Now, when the page is displayed, an onload-handler instantiates a JavaScript Web Clipboard which automatically adds an icon for each resource identified by the "webclip:Res/webvlip:resID"-hooks.

When the icon is clicked, the resource pointer JSON object is created and can be copied to the system's clipboard. It currently looks like this (on a single line):
{
 resID : "_:bb1ed0e67fdb042619f2f20fdc479c3af_id2245787",
 endpoint: {
  url: "http://www.sparqlets.org/clipboard/sparql",
specs: [ "http://www.w3.org/TR/rdf-sparql-protocol/", "http://bob.pythonmac.org/archives/2005/12/05/remote-json-jsonp/" ]
} }

We can see that the clipboard uses the default endpoint mentioned at the document level as the embedded hook didn't specify a resource-specific endpoint. We can also see that the endpoint supports two specs, namely the SPARQL protocol and JSONP.

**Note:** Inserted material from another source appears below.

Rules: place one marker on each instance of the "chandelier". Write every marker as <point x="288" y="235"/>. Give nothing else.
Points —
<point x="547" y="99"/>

When this JSON object is pasted to another clipboard section, the onpaste-handler can decide what to do. In the demo, any paste section will make an asynchronous On-Demand-JavaScript call to the resource's SPARQL endpoint to retrieve a custom resource representation. The "Latest blog post" section uses a pre-defined callback, but this can be overwritten (as e.g. done by the "Resource Description" section which uses a custom function to display results).

I've added a playground area to the clipboard site where you can create your own clipboard sections. Give it a try, it's not too complicated. You can even bookmark them.

Here is an example JavaScript snippet that adds a clipboard section to a clipboard-enabled page with an 'id="resultCountSection"' HTML element:
window.clipboard.addSection({
  id : "resultCountSection",
resIDVar : "myRes",
query : "SELECT ?knowee WHERE "+ "{"+ " ?myRes <http://xmlns.com/foaf/0.1/knows> ?knowee . "+ "}"+ " LIMIT 50", callback : function(qr){ var rows=(qr.results["bindings"]) ? qr.results.bindings : []; var result="The pasted resource seems to know "+ rows.length+" persons."; /* update paste area */ this.item.innerHTML=result; /* refresh clipboard */ window.clipboard.activate(); } }); window.clipboard.activate();

Something like this is all that will be needed for the final clipboard. No microformats parsing or similar burdens (although you could use the Web Clipboard to process microformats). The Clipboard's definition of an endpoint is rather open, too. An RSS file could be considered an endpoint as well as any other Web-accessible document or API.